«Ich denke gerne an meine politischen Anfänge in Köniz zurück», sagt die UVEK-Vorsteherin und muss gar ein klein wenig schmunzeln. Vom Gemeinderat bis zum Bundesrat hat ihr niemand den Weg geebnet. Sie vermochte aber stets das Volk von sich zu überzeugen, scheute sich nicht hinzustehen und einzustehen, bis hin zu den staatstragenden Aufgaben, die ihr heute anvertraut werden. Eine Erfolgsgeschichte, die auf den Anfängen in der Könizer Gemeindepolitik fusst.
Zusammenarbeit
«Es ist diese Direktheit, mit der auf Gemeindeebene zusammengearbeitet werden kann, an die ich mich gerne erinnere. Das Zusammenspiel von Parlament, Gemeinderat, Kommissionen und Bevölkerung hat stets gut funktioniert», blickt die Bundesrätin zurück. Von 1998 bis 2005 hatte sie als Gemeinderätin tiefen Einblick in diese Zusammenarbeit. Parallel gelang ihr 1999 die Wahl in den Nationalrat. Das regionale und nationale Standbein sorgten für neue Einsichten in die Politik.

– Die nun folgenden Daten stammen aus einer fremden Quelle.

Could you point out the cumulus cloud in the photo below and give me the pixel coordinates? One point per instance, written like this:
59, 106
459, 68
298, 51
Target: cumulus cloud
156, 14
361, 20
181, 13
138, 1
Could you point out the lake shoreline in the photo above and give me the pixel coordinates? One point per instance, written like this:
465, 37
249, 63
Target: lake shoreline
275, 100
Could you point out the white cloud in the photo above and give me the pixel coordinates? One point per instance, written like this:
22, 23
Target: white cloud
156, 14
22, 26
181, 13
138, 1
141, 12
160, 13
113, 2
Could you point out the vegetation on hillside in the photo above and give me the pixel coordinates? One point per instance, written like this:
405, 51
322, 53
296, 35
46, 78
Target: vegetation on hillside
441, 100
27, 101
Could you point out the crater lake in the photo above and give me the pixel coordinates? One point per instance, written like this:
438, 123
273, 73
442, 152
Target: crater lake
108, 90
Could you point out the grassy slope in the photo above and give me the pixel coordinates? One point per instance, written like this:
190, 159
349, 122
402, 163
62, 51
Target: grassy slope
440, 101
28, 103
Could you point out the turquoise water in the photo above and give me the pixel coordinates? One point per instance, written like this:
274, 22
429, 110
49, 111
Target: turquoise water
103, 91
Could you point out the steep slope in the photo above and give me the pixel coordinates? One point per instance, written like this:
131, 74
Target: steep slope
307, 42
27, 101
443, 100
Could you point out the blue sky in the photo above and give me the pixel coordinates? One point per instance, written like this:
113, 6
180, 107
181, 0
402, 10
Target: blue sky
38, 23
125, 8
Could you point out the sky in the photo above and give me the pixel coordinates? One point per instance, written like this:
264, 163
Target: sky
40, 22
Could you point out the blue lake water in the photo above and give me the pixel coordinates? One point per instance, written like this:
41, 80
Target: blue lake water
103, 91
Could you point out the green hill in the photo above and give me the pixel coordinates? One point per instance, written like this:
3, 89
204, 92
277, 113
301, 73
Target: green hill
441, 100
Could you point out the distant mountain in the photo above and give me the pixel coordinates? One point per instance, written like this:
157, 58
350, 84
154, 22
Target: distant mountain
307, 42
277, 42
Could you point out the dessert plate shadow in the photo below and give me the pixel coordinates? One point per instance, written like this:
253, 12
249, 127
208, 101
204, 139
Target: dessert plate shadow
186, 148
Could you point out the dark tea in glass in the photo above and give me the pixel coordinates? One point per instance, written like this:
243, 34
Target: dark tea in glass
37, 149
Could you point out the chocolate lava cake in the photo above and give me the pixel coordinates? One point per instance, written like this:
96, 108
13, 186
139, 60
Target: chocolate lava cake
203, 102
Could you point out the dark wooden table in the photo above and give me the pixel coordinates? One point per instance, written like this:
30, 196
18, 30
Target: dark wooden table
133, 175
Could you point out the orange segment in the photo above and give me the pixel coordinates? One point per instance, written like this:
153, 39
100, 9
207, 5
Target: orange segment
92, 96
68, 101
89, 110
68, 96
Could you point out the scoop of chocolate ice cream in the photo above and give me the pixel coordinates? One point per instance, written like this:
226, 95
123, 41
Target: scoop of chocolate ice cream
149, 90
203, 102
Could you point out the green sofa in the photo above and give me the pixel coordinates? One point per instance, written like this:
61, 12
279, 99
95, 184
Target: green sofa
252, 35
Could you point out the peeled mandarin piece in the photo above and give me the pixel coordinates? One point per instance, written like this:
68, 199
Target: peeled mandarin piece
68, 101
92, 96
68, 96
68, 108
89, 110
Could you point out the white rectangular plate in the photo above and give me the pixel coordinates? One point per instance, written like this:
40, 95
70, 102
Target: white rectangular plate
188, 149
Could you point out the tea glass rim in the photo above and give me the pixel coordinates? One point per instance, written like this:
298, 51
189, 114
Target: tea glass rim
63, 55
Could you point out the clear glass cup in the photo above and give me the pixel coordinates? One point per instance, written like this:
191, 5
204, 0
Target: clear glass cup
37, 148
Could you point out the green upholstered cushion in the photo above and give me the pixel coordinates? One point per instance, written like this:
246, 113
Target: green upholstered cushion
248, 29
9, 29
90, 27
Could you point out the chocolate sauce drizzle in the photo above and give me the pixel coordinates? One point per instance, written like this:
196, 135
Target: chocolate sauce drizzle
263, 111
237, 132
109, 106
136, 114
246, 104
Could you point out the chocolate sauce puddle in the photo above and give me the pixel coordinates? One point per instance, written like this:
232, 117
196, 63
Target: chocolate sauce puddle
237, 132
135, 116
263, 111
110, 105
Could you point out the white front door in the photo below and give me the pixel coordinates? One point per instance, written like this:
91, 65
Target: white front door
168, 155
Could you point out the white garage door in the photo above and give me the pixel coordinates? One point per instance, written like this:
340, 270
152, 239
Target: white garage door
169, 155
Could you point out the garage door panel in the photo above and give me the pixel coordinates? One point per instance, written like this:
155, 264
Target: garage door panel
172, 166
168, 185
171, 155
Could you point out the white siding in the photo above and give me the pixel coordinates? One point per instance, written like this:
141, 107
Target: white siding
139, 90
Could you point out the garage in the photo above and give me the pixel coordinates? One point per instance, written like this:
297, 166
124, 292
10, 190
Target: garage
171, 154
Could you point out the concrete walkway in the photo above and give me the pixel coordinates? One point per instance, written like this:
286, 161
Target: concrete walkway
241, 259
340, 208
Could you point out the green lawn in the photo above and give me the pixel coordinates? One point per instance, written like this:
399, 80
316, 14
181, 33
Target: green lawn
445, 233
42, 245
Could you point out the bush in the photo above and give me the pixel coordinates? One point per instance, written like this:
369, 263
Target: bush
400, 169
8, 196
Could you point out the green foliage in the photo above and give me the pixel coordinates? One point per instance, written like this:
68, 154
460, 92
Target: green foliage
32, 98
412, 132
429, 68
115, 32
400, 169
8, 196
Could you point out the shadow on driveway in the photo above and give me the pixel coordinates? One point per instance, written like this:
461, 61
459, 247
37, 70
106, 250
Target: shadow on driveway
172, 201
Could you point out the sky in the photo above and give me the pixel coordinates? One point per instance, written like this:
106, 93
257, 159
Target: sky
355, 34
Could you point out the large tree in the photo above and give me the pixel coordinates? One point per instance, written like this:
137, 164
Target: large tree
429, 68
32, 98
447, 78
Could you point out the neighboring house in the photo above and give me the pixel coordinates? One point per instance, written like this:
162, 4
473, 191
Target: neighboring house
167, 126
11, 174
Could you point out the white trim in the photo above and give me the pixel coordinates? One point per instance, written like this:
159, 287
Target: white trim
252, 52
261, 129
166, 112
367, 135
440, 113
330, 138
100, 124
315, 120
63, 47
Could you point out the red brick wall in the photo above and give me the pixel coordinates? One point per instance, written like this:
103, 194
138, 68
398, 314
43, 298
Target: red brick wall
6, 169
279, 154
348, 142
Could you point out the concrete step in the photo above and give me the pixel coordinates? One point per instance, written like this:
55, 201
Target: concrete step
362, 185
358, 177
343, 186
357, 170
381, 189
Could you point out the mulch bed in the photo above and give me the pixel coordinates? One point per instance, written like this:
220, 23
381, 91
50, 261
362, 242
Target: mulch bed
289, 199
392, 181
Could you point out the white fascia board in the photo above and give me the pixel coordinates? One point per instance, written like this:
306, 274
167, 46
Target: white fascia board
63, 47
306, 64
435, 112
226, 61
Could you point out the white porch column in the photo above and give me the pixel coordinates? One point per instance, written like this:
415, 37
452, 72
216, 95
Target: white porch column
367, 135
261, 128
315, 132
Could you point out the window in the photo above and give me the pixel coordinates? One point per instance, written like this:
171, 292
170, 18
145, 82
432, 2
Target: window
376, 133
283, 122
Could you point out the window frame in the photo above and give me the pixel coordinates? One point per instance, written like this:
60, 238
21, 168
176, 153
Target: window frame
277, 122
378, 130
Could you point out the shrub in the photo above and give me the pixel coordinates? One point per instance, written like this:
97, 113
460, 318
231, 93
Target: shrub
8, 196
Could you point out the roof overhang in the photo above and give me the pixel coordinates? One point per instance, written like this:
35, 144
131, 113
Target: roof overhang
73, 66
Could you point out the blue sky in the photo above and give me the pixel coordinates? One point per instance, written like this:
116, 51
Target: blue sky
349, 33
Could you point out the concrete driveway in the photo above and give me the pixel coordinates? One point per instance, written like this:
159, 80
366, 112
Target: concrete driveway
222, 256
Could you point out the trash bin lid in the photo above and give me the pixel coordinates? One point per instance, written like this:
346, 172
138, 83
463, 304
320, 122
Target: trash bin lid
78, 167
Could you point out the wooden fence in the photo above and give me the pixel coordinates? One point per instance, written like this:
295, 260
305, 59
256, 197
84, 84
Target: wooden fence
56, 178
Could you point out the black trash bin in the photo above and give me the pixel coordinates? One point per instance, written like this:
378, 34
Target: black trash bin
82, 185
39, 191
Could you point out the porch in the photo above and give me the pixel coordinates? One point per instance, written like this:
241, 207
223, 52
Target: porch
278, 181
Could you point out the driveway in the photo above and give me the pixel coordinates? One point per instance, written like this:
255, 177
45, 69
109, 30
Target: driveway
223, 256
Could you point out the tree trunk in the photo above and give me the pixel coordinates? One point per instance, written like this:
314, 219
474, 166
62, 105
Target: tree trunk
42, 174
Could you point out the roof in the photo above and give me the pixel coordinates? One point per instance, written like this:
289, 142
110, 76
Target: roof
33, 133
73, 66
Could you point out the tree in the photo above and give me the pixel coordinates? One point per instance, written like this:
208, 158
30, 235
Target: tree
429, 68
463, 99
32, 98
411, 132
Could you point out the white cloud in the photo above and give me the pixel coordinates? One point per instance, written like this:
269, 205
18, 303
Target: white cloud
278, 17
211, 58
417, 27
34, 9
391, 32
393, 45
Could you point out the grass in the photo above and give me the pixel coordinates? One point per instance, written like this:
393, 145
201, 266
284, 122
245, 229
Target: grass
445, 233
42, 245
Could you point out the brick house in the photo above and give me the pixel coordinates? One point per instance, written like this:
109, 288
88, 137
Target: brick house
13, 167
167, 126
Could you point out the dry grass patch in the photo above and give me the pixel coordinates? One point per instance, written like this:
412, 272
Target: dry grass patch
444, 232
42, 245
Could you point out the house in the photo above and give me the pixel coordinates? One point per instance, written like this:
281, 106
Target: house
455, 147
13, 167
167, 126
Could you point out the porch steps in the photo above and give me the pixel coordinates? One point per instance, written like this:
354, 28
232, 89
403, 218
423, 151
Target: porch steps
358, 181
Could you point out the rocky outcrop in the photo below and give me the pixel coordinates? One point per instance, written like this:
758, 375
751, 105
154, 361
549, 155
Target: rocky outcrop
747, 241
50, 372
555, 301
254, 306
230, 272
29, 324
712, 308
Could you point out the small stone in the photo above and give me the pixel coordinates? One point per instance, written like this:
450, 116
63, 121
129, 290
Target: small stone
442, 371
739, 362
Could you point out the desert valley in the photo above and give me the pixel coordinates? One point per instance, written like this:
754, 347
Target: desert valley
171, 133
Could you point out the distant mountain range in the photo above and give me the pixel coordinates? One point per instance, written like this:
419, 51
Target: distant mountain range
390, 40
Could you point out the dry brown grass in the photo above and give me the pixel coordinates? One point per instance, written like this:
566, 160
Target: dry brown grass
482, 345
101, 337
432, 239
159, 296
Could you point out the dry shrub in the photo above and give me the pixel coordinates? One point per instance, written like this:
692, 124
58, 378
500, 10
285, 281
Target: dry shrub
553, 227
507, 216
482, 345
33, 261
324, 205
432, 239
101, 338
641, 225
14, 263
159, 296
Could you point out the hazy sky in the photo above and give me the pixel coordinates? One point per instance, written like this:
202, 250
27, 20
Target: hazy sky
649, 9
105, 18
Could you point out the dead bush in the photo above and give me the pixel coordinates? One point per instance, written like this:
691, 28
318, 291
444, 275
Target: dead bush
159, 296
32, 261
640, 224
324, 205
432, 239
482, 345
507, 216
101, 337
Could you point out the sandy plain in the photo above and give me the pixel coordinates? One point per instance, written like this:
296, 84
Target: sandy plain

Nicht zuletzt deshalb entstand das «Gurten Manifest für eine neue und fortschrittliche Politik», an dem auch der damalige Könizer Gemeindepräsident Henri Huber beteiligt war. Fast macht es den Eindruck, sie wolle ein wenig von dieser Könizer Energie in die nationale Politik übertragen. «Direktheit muss man pflegen und fördern», sagt sie entsprechend.
Respekt
Köniz kann das. «Man darf aber nicht vergessen, dass die Gemeinde mehr Einwohnerinnen und Einwohner als der ganze Kanton Obwalden oder Uri hat», verdeutlicht Sommaruga. Längst nicht alle Gemeinden haben diese Voraussetzungen für ihre Kommunalpolitik. «In kleineren Gemeinden wird viel ehrenamtlich geleistet. Das ist unglaublich wichtig und ich möchte mich bei all diesen Personen bedanken, sie verdienen unser aller Respekt», unterstreicht sie. Solche Ortschaften haben weniger Einnahmen aber immer mehr Aufgaben, die Komplexität nimmt zu und es scheint kein Patentrezept aus dieser Entwicklung zu geben. Aber ein paar Anhaltspunkte gibt es, wie die Bundesrätin sagt: «Ein Ziel muss sein, die Digitalisierung voranzutreiben, damit man von überall aus eine Datenautobahn zur Verfügung hat. Wichtig sind aber auch Zusammenschlüsse. Ob eine Fusion wie in Rümligen oder eine andere Form, das muss man im Einzelfall genau anschauen.»
Stadt und Land
Ein weiteres Problem für die kleineren Ortschaften ist die Abwanderung, speziell der jungen Menschen. Auch in diesem Zusammenhang ist die Datenautobahn eine wichtige Errungenschaft. «Die Pandemie hat vielleicht ein wenig geholfen, was dieses Problem angeht», verweist sie auf die Tatsache, dass viele Menschen bei all den Einschränkungen eine grüne Umgebung noch mehr zu schätzen gelernt haben. Da gehören die Jugendlichen dazu. Politisch gesehen passt es da ganz gut, dass der Dachverband der Jugendparlamente mit der «Mission Takeover» die jungen Menschen motiviert, sich in der Gemeindepolitik zu engagieren.
Tipps der Bundesrätin
Die Bundesrätin lässt es sich nicht nehmen und gibt kurzerhand ein paar Tipps, die Mut machen sollen, diesen Weg einzuschlagen: «Der Gemeinderat war die beste Schule, die ich jemals hatte. Für meinen weiteren politischen Weg hat das viel gebracht. Man bekommt das Vertrauen ausgesprochen und das ist eine grosse Chance. Das bedeutet zwar viel Arbeit, aber wenn man sich gute Dossierkenntnisse aneignet merkt man, dass es unglaublich Spass machen kann, einer Sache auf den Grund zu gehen. Dann kann man sich auch kompetent kritischen Leuten stellen. Der stete Austausch mit den Menschen ist ohnehin etwas, dass man besonders pflegen sollte.»
Die Begeisterung für die Gemeindepolitik und die guten Erinnerungen schwingen in jedem Wort mit. Simonetta Sommaruga hat eines aus Köniz mit in die grosse, weite Welt genommen, was sie Tag für Tag vorzuleben versucht: Die politische Kultur der verschiedenen Meinungen zu respektieren.